Faisant suite à la loi d'avenir agricole, les juristes s'inquiètent des nouveaux pouvoirs accordés à la Safer. En particulier son droit de préemption lors de la vente de la totalité des parts ou actions d'une société.
Le texte dispose en effet que les Safer peuvent « exercer leur droit de préemption en cas d'aliénation à titre onéreux de la totalité des parts ou actions d'une société ayant pour objet principal l'exploitation ou la propriété agricole, lorsque l'exercice de ce droit a pour objet l'installation d'un agriculteur ».
Problème : « En quoi le marché des cessions d'exploitation, sans vente de foncier, répond-t-il à l'objectif légal des Safer ? Et comment sera gérée l'entreprise durant la période de détention des parts sociales ? », s'est interrogé Me Denis Guerard, avocat à Beauvais, lors d'un colloque organisé par l'antenne picarde de l'Association française de droit rural (AFDR), le 19 septembre 2014 à Eu (Seine-Maritime). En outre, « l'exercice de ce droit de préemption prime-t-il les règles du contrat de société qui soumettent la cession des parts sociales à l'agrément de tous les associés ? » Quant au sort des Gaec et des EARL, qui ne peuvent accueillir que des associés personnes physiques, « la Safer devra envisager une transformation en sociétés civiles de droit commun, ou agir par voie de substitution d'acquéreurs », préconise l'avocat.

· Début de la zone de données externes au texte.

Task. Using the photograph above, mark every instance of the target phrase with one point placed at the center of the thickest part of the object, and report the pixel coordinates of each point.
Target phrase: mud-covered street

Autant de zones d'ombre ignorées par le législateur...
La vente de 99 % des parts, au lieu de la totalité, sera-t-elle un moyen de contourner la loi ? « Non, estime Me Denis Guerard, car la Safer pourra toujours agir en nullité sur la base de la fraude... »
Recours constitutionnel
Présent lors de ce même colloque, Stéphane Hamon, directeur de la Safer de la Basse-Normandie, a tenté de rassurer les participants en rappelant que son institution dispose depuis 1999 de la possibilité d'acquérir à l'amiable des parts sociales. « C'est pour mieux contrôler le marché que le législateur a permis de préempter sur la totalité », a-t-il justifié, tout en reconnaissant la nécessité de préciser les modalités d'application d'un tel pouvoir, au regard du grand flou qui l'entoure.
Il est à noter que le groupe de l'UMP à l'Assemblée nationale a saisi le Conseil constitutionnel pour dénoncer ce nouveau droit de préemption, en avançant notamment « le risque de contraindre les associés et le rétrocessionnaire qui sera choisi par la Safer de s'associer, en méconnaissance du principe de l'affectio societatis qui est un élément essentiel de la liberté contractuelle ». Un argument qui ne laisse aucune chance au recours d'aboutir, selon Me Denis Guerard, puisque la mesure porte sur la vente de la totalité des parts sociales, et non sur leur partage. Etonnant raté de la part des élus de l'opposition !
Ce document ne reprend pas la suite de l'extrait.